So was I. It's like the parent/family/friends' NFL+MLB+NBA+PREMIER LEAGUE+LA LIGA. See MWN's post (#16) above.  The players primarily engage in individual play, and have fun.


----------



## javiecua03 (Dec 16, 2018)

Yes they are organized some are not ,that why you do your homework before plays in one.  It’s better than a ref league or Ayso where they get babied. Kids actually enjoy theyselfs , built good skills develop a bit faster due tend to pick bad habits. But hey I send some southbay clubs play in league of these and get their butt handed to them.


----------



## ChrisD (Dec 17, 2018)

My son enjoys it, but as hes getting older, its about the balance of "how much soccer is too much soccer" so I opted him out this year (he still plays a few pick up games in San Juan and Anaheim here and there)
*Its fun BUT you get what you pay for , $35 a yr vs $3500 a yr--  *

Everyone there loves the game
Family environment
Refs let the games go , not many fouls get called.
Age's are all over the place-Co ED too.
Ive had more than a handful of teams just never show up with no notice.
no practice's .
I recommend it.


----------



## espola (Dec 17, 2018)

ChrisD said:


> My son enjoys it, but as hes getting older, its about the balance of "how much soccer is too much soccer" so I opted him out this year (he still plays a few pick up games in San Juan and Anaheim here and there)
> *Its fun BUT you get what you pay for , $35 a yr vs $3500 a yr--  *
> 
> Everyone there loves the game
> ...


For a couple of years, I played adult pickup every Sunday at 8AM.  We played with no set teams, just half of whoever showed up on each side, with "trades" if one side was clearly ahead of the other.


----------



## Soccermom4 (Dec 17, 2018)

I can't believe I hadn't seen this thread. My kids played in these leagues a lot before going to any club.  I'll come back tonight and post a response.  (posting so I don't forget)


----------



## dafutbol (Dec 19, 2018)

Thanks for the replies.


----------



## BVB09 (Dec 20, 2018)

dafutbol said:


> What do people think about the local Mexican/Latin leagues?
> 
> Good?
> 
> ...


My gringito  has played club while playing for 2 Mexican league teams over the past 4 years.  This has been huge for his development and he is at a really high level right now with many accomplishments under his belt. 

His north Orange County league team is filled with ballers he met while playing for TFA. These are kids with huge passion for the game and come from everywhere to play.
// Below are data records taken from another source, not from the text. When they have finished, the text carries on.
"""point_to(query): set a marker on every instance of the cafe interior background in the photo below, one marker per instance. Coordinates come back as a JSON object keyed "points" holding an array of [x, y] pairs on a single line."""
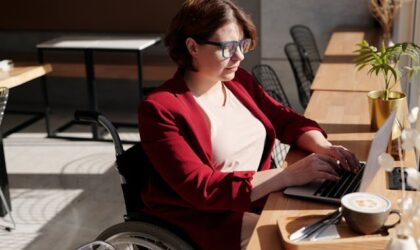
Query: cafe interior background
{"points": [[66, 192]]}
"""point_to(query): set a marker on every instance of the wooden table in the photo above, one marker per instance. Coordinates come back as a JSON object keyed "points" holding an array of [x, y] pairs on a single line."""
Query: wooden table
{"points": [[340, 105], [89, 44], [17, 76], [341, 115], [22, 74], [337, 70]]}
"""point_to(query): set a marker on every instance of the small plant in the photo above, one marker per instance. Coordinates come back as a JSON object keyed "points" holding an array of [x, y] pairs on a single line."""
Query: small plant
{"points": [[385, 61]]}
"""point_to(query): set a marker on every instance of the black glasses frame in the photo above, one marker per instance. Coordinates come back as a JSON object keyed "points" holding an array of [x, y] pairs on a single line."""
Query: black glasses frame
{"points": [[223, 45]]}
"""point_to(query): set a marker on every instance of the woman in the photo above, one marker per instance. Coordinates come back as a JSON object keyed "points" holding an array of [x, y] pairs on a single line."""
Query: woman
{"points": [[209, 132]]}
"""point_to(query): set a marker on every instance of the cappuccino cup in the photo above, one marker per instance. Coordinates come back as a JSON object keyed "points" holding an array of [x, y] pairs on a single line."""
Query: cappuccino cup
{"points": [[367, 213]]}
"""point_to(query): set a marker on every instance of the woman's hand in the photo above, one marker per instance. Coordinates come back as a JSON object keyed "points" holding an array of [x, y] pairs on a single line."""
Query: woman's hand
{"points": [[311, 168], [346, 158]]}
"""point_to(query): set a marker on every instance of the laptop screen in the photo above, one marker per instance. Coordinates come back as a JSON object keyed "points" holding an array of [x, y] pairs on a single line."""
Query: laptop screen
{"points": [[378, 146]]}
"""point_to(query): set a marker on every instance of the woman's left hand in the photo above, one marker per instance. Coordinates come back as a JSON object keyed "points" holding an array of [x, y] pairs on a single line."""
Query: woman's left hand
{"points": [[346, 158]]}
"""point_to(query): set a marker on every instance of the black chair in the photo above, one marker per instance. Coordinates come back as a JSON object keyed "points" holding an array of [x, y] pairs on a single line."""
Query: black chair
{"points": [[139, 230], [300, 67], [267, 78], [4, 94], [304, 37]]}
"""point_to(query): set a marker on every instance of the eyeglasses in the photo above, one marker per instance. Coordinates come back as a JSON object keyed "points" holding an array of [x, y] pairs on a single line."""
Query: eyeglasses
{"points": [[229, 48]]}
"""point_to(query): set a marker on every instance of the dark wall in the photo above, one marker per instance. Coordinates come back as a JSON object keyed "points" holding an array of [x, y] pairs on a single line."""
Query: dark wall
{"points": [[143, 16]]}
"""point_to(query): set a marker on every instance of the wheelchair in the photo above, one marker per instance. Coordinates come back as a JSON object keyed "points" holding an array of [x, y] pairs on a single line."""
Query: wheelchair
{"points": [[138, 231]]}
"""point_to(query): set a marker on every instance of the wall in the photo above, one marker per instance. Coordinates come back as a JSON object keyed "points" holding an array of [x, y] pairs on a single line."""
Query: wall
{"points": [[321, 16]]}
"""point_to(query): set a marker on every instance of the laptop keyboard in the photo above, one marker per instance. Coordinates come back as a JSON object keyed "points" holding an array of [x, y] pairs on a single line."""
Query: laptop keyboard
{"points": [[349, 182]]}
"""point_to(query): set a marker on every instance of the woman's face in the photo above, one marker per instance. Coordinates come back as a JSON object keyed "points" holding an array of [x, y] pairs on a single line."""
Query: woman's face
{"points": [[209, 60]]}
Pumas, Anaheim FC , TFA, AC Brea, Legends, Irvine Strikers are all together on one team. It’s like a traveling rock star show. There are academy kids out there too who aren’t technically supposed to play but do so when they can fit it in. 
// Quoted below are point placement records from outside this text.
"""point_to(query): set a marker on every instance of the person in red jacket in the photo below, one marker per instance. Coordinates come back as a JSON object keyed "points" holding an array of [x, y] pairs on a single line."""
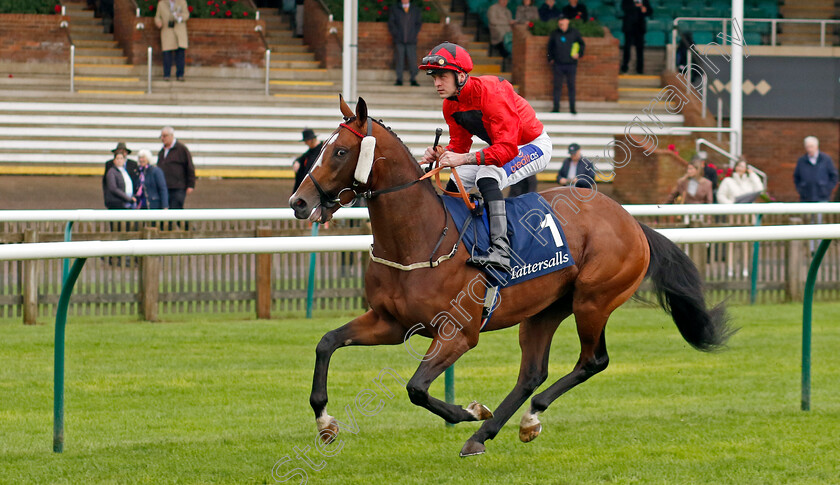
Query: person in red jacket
{"points": [[486, 107]]}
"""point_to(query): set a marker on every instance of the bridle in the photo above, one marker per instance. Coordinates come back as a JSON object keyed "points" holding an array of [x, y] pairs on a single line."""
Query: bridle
{"points": [[328, 201]]}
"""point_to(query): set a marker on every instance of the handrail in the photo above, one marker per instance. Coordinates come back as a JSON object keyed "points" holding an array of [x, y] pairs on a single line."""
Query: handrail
{"points": [[734, 135], [773, 23], [153, 215], [65, 24]]}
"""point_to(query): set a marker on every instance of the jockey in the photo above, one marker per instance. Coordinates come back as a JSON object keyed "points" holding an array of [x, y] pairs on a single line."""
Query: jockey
{"points": [[486, 107]]}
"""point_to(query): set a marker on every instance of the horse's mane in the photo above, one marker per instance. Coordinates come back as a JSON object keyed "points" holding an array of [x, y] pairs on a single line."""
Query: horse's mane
{"points": [[389, 130]]}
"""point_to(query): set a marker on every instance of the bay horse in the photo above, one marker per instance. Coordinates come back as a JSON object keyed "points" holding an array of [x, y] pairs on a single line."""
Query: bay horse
{"points": [[612, 251]]}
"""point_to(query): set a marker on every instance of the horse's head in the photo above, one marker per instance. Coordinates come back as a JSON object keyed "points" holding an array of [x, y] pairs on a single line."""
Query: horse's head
{"points": [[343, 166]]}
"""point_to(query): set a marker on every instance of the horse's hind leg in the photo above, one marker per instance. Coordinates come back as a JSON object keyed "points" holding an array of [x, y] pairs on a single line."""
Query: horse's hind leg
{"points": [[367, 329], [593, 359], [535, 341], [442, 354]]}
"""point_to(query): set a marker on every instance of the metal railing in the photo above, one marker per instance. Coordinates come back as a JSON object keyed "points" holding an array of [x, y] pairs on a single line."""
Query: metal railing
{"points": [[774, 23], [141, 25], [64, 24]]}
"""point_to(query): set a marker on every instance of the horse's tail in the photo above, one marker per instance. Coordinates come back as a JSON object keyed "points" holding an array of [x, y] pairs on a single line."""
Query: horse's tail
{"points": [[679, 290]]}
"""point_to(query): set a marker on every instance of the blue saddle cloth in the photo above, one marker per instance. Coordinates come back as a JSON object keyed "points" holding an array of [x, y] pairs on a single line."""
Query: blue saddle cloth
{"points": [[536, 237]]}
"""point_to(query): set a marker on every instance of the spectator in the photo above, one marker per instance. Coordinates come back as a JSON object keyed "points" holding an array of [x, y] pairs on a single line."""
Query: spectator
{"points": [[815, 175], [524, 186], [693, 187], [130, 165], [303, 163], [118, 186], [549, 11], [709, 170], [152, 192], [743, 186], [634, 27], [576, 170], [171, 18], [565, 47], [527, 12], [404, 23], [501, 21], [175, 160], [575, 10]]}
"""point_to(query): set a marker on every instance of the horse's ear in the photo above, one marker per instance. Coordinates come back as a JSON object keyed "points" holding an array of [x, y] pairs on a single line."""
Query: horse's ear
{"points": [[361, 111], [345, 109]]}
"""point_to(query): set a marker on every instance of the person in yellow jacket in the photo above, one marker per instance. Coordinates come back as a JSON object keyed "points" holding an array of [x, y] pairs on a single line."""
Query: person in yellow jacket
{"points": [[171, 19]]}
Anyway, my take aways are: tons of  time playing and getting touches on the ball. These teams always play and since my son plays for u14 and u12 teams in Saturday , Sunday and Friday leagues, the number of games one can get is crazy! He sometimes has 7 or 8 games a week when you add in the occasional club game. Yes it’s overkill for many, but you can tweak it to what you need. My son is a freak for playing and training he loves it and the Mexican leagues keep him sane because he can always play. 

Club can’t offer so much time on the ball. These guys practice constantly and don’t take the usual breaks that club does. Plus there’s the value and bang for the buck factor. For about 40 bucks a month to cover refs and training your child can up his or her game big time. Compared to the thousands of dollars demanded by clubs this is an amazing bargain. 
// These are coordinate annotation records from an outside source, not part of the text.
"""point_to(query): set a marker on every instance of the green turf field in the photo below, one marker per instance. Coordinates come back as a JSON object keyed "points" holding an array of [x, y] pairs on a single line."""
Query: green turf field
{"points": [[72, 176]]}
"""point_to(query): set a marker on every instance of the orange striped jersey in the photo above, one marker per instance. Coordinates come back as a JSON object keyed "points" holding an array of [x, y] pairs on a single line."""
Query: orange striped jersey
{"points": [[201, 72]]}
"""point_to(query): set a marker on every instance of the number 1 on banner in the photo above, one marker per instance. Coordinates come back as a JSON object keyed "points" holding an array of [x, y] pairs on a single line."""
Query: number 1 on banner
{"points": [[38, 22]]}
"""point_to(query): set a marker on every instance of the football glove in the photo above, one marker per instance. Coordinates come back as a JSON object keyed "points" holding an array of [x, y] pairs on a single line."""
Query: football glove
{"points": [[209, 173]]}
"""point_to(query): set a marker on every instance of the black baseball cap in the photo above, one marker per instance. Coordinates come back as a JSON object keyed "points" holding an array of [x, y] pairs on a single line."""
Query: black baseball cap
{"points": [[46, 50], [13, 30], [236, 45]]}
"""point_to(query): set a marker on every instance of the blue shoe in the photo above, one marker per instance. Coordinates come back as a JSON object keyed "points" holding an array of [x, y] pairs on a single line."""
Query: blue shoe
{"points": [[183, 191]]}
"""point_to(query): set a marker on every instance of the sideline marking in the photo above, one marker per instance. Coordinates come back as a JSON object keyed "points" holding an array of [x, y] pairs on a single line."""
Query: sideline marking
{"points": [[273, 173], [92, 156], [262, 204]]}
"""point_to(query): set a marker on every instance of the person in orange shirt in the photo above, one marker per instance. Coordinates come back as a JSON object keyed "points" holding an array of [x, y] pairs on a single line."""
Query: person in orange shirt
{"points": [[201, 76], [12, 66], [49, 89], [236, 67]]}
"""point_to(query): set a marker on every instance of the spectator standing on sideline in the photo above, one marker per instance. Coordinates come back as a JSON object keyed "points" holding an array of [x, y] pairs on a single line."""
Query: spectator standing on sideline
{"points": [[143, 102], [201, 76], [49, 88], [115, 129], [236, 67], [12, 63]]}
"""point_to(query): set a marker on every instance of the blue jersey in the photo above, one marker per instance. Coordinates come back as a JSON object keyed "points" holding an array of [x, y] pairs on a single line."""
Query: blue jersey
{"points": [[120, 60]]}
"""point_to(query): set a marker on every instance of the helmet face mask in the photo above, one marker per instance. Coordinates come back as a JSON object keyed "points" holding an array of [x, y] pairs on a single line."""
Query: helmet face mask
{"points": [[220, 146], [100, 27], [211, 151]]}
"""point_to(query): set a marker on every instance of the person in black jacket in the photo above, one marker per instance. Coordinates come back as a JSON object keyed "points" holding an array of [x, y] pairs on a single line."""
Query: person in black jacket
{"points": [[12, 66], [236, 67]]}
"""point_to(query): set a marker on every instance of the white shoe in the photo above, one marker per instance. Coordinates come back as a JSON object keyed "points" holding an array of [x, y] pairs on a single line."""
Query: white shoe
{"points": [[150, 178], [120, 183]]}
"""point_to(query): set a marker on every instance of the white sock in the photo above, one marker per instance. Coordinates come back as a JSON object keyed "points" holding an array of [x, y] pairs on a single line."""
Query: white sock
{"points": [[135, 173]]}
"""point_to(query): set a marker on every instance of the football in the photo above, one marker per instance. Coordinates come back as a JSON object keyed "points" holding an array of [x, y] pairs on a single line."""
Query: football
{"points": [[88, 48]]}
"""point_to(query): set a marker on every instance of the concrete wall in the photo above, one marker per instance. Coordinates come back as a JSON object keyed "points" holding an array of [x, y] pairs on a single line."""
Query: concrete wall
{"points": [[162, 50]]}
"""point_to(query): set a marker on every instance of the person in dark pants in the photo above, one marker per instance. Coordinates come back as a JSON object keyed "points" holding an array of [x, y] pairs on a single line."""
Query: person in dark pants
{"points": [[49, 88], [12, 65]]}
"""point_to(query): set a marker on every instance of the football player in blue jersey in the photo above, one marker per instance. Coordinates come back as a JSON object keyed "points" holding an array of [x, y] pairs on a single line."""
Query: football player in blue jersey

The skills learned in the Mexican league aren’t something practiced by most club teams. LA Galalaxy and LAFC have already pulled 7 players from this one age group I’ve been watching.  In general they overlap, they step over the ball better,  they play with their heads up and look for the channels better. Of course this varies from team to team but the top teams in these leagues always have flair and passion that isn’t seen as much at club where a bunch of non ballers can infiltrate because their parents can pay the fees. There are some really bad teams as well but as players get better they tend to migrate to the better ones. 

It isn’t all perfect: there are some really belligerent parents and coaches ( not many though) but club has the same problems. 

What I truly admire about the Mexican leagues is the dedication of some of the coaches. My son has played for academy, many excellent flight 1 teams, and his school. The fact is that he has a couple of coaches in Anaheim and Buena Park Mexican leagues that are flat out better coaches and soccer minds and who are hugely passionate about moving their best players along for a chance to play in college one day. These coaches talk to the boys about becoming better players, people and students.  It’s an urgency that isn’t needed for many club kids but it’s an edge that has hugely benefitted my son.  

Well that’s a long sprawling post but the gist of it is that I’m incredibly grateful that some of my son’s buddies and parents from early club days invited the gringo out because it has brought him to a higher level and toughened  him up playing against kids who sometimes are 2-3 years older. It also helped his skill level explode.  I’d recommend that all club players who are serious find at least a Sunday league team to enhance their skills and soccer IQ... and get more touches. 

The North Orange County league is in Anaheim and you can get the info over at Pla sports in Anaheim on Harbor. The other one  we’re in is called the Buena Park league I think? I don’t know if they have any social media or websites. They are kind of more word of mouth it seems. I know that the Orozco family is involved in another one as well - maybe Stanton?
 Research it and check it out. The uniforms aren’t as fancy ( usually just a pro team knock off)  and the kids won’t get backpacks but there is a lot of quality to be found.  Plus you’ll meet some wonderful people and characters!


----------